D.C. law requires schools to track attendance and get involved when children rack up unexcused absences. But schools are also paying closer attention to students who send in doctors notes or accumulate other excused absences.
The District is monitoring “in-seat attendance” — a measure that shows how many kids are actually present on any given day. It helps D.C. Public Schools and the D.C. charter school board figure out which schools have the biggest attendance challenges overall, and also flags days or weeks when attendance falls off.
It’s part of an overall effort to improve attendance in the city’s schools. More than 13,000 public school students in D.C. were chronically truant, meaning they had racked up 10 or more unexcused absences. Thousands more had multiple excused absences.
When it comes to reporting data, Scott Pearson, the charter board’s executive director, said focusing on truancy alone can backfire.

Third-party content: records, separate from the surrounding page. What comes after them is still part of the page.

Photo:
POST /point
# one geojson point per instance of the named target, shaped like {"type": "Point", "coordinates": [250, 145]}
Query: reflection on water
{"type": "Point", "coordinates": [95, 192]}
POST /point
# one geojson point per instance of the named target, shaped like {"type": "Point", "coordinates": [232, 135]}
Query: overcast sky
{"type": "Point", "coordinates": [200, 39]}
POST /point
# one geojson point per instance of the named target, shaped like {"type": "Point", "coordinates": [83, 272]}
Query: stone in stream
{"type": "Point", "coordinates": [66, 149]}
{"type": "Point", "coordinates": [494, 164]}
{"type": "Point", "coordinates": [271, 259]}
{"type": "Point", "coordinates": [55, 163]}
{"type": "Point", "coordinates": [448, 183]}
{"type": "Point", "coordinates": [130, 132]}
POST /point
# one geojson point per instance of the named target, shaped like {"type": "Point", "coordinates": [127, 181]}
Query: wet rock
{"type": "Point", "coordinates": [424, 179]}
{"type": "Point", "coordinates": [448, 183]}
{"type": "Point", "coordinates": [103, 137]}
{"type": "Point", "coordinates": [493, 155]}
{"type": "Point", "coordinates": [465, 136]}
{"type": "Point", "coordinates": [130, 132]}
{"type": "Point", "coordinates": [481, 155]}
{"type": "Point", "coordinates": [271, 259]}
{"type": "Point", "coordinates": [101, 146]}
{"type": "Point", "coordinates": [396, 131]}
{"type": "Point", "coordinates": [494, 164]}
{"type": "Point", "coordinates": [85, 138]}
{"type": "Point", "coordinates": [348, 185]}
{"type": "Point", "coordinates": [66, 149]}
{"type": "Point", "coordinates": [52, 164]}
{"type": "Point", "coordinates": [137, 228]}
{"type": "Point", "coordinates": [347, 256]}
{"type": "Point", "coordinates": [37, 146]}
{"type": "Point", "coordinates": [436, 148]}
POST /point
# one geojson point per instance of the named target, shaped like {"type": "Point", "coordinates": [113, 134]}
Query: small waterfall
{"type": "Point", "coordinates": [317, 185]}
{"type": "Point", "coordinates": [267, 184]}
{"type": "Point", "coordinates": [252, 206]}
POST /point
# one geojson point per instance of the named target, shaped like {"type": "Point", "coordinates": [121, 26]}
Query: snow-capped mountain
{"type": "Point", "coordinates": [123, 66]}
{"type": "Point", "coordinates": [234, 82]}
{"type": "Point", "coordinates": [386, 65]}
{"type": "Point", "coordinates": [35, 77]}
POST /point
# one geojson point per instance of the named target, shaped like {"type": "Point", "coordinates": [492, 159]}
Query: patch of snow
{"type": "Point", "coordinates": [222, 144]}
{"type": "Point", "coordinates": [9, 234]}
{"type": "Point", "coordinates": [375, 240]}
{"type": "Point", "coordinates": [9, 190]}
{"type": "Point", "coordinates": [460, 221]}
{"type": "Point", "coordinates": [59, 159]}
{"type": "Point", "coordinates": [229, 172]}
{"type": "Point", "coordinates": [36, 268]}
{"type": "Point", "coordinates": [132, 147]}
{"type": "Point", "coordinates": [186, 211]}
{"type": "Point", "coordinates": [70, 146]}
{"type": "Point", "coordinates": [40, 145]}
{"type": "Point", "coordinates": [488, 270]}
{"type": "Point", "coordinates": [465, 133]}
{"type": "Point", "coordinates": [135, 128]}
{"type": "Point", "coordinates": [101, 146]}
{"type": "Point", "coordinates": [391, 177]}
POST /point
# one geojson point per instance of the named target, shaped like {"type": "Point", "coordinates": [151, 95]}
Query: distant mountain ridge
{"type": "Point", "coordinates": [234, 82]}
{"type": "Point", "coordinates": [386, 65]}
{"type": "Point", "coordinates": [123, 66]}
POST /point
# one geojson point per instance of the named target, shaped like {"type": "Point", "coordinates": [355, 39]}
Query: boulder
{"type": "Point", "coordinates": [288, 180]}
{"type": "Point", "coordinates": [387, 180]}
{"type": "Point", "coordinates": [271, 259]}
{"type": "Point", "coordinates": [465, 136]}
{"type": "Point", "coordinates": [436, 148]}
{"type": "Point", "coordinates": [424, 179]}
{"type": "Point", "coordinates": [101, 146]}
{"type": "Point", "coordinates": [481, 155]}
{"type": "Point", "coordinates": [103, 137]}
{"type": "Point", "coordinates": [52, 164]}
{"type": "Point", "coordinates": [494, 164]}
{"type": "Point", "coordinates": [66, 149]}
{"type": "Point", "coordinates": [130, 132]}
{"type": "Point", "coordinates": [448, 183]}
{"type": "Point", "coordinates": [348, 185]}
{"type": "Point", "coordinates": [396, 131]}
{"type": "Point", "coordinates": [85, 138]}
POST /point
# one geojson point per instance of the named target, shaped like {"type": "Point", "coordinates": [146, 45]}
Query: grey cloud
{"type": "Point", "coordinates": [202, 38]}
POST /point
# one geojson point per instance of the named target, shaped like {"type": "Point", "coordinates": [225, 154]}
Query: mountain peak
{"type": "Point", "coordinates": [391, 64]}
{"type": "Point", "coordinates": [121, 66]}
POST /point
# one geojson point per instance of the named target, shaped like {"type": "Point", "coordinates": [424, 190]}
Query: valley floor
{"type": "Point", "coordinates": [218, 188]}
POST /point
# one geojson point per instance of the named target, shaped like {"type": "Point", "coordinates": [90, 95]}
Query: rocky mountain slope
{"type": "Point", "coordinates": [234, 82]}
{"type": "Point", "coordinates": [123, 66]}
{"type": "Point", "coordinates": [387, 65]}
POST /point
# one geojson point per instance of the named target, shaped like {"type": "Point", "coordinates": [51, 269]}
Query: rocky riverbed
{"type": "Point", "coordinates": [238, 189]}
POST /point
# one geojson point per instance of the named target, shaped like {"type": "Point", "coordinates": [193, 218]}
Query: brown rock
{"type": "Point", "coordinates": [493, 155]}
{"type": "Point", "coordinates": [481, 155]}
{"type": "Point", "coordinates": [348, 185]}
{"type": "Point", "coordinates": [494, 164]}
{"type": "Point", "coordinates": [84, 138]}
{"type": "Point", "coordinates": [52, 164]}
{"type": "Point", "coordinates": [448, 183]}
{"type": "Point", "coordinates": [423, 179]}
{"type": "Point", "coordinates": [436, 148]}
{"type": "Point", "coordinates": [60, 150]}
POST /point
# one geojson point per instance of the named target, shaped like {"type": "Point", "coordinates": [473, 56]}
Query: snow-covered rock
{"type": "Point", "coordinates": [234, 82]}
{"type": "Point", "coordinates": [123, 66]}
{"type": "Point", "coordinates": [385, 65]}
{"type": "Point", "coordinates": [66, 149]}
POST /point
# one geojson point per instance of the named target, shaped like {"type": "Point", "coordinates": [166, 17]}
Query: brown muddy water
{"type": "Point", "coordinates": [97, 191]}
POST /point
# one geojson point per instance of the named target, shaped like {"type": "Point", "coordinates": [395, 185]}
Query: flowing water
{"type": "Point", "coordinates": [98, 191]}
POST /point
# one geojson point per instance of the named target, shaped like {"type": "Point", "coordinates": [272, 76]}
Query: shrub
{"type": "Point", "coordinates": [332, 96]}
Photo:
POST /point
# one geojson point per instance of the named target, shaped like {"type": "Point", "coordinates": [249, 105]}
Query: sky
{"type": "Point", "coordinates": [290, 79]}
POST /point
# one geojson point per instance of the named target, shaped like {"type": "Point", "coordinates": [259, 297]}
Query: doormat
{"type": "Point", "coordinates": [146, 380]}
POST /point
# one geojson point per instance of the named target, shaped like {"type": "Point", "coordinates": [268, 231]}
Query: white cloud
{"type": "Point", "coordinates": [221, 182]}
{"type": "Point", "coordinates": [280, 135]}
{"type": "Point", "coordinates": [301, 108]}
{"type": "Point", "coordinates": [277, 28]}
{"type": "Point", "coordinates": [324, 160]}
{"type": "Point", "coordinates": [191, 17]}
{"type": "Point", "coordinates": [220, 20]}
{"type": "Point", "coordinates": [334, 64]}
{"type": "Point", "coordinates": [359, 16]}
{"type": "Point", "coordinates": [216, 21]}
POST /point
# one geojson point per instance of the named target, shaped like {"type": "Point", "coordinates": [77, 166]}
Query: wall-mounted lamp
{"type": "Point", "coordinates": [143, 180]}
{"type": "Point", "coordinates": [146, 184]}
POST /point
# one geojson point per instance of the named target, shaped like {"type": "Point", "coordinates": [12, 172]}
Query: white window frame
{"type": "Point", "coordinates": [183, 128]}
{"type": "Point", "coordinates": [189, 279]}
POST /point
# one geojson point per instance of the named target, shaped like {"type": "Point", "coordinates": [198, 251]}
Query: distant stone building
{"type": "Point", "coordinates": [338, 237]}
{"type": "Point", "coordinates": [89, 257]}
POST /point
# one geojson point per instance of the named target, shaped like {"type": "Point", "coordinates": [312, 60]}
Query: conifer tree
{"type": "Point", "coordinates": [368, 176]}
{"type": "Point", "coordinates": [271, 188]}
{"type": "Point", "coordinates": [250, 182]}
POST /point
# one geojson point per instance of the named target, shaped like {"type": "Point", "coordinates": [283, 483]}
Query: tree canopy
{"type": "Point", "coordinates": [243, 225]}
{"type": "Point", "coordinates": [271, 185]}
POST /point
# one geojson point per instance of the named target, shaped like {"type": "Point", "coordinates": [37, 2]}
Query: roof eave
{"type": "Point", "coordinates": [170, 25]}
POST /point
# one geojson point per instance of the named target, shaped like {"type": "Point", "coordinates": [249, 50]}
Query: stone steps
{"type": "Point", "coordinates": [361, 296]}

It encourages schools to relax policies and accept almost any excuse as valid, he said.
“We spend a lot of time talking about in-seat attendance, what percent of kids are at school, period,” Pearson said. “If you are not in school, you are not in a learning environment.”
DCPS in recent years has shifted away from measuring “average-daily attendance” which counts students with excused absences as attending on any given day, according to Hedy Chang, director of Attendance Works, a national organization that has worked with DCPS. The new “in-seat attendance” measure only counts students who are actually there, which is a more meaningful number, she said.
Chang said children in kindergarten and first grade tend to miss more school with excused absences, because they get sick more frequently or have transportation issues or because their parents don’t think it’s problematic to miss school in the early grades.
But chronic absence early on can set a pattern for later school attendance problems that take away from valuable instructional time, she said.
D.C. schools are seeing some improvement in this measure.
DCPS reported Wednesday its average in-seat attendance rate rose from 86.4 percent in the 2012-2013 school year to 88.5 percent last year. It has not yet released school-by-school results.
The D.C. Public Charter School Board reported last week a nearly 1 percent increase in in-seat attendance — from 90.7 percent in 2012-2013 to 91.5 percent last year.
Some of the charter schools with highest in-seat attendance last year included Washington Latin and Washington Yu Ying with 97 percent each, and Basis DC with 96 percent.